After working on a recent project relating the new SRA Fire Fee, I wanted to take a quick look at the issue of fees and taxes in modern-day California.
While the vote for ABX1 29 in the Assembly split along party lines (Ayes 52, Noes 26), two Democrats in the Senate sided with the Republicans who opposed the measure (Ayes 23, Noes 16). In both cases, the measure received several more votes than were required, but still fell well short of meeting the two-thirds thresh-hold for new taxes.
So Why is That Important?
Since the passage of Proposition 26 in 2010, bills that increased taxes in California have required the approval of 2/3 of the membership of both houses of the legislature. Let’s take a quick side-step and look at the differences between fees and taxes;
- Fees are charged in exchange for a service. This means that fee payers should see a direct benefit from the money they pay (the link between paying and the benefit is called a “nexus”).
- Taxes are more general and can be spend on a wider range of goods and services; the person paying a tax has no real expectation of seeing a direct benefit from the taxes they pay (so state taxes collected in Yolo County can be used to incarcerate inmates from Los Angeles County at Corcoran State Prison (in Kings County).
- The Nexus, as the link between the payment and receipt of a benefit, is usually described as either Strong (meaning that you get to see exactly what the fee paid for, like a new Drivers License) or Weak (meaning that there is reasonable doubt that the fee-payer is actually going to see any benefit for their money.
So, the passage of Proposition 26 (combined with Republican hesitation to approve tax increases) created a huge new incentive for Democrats in the Legislature to construct their “revenue-generating” bills as fees rather than as taxes.

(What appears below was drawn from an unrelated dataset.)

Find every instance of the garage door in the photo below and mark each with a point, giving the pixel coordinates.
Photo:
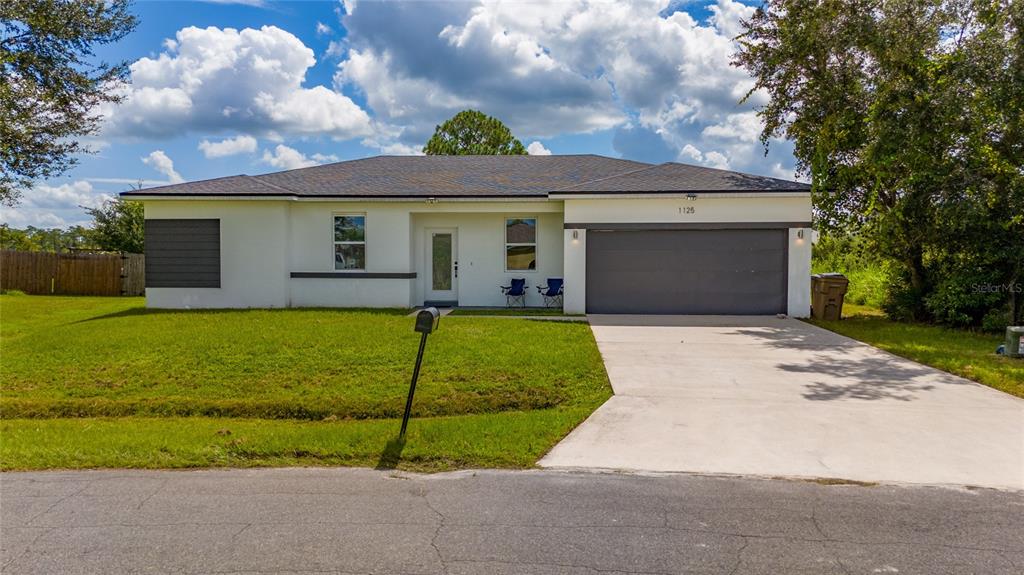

So this brings us gradually back to the SRA Fire Fee. A number of bills were introduced in 2011 that Republican legislators felt were taxes (due to a weak nexus), but were tagged by Legislative Counsel as fee increases. Generally, the Republican doubts were ignored, and the bills passed with a simple majority and implemented.
What makes the SRA Fire Fee interesting is that it (for a number of reasons) is likely to become the test case that will be used in the future as the criteria for determining if a measure is a fee or tax increase.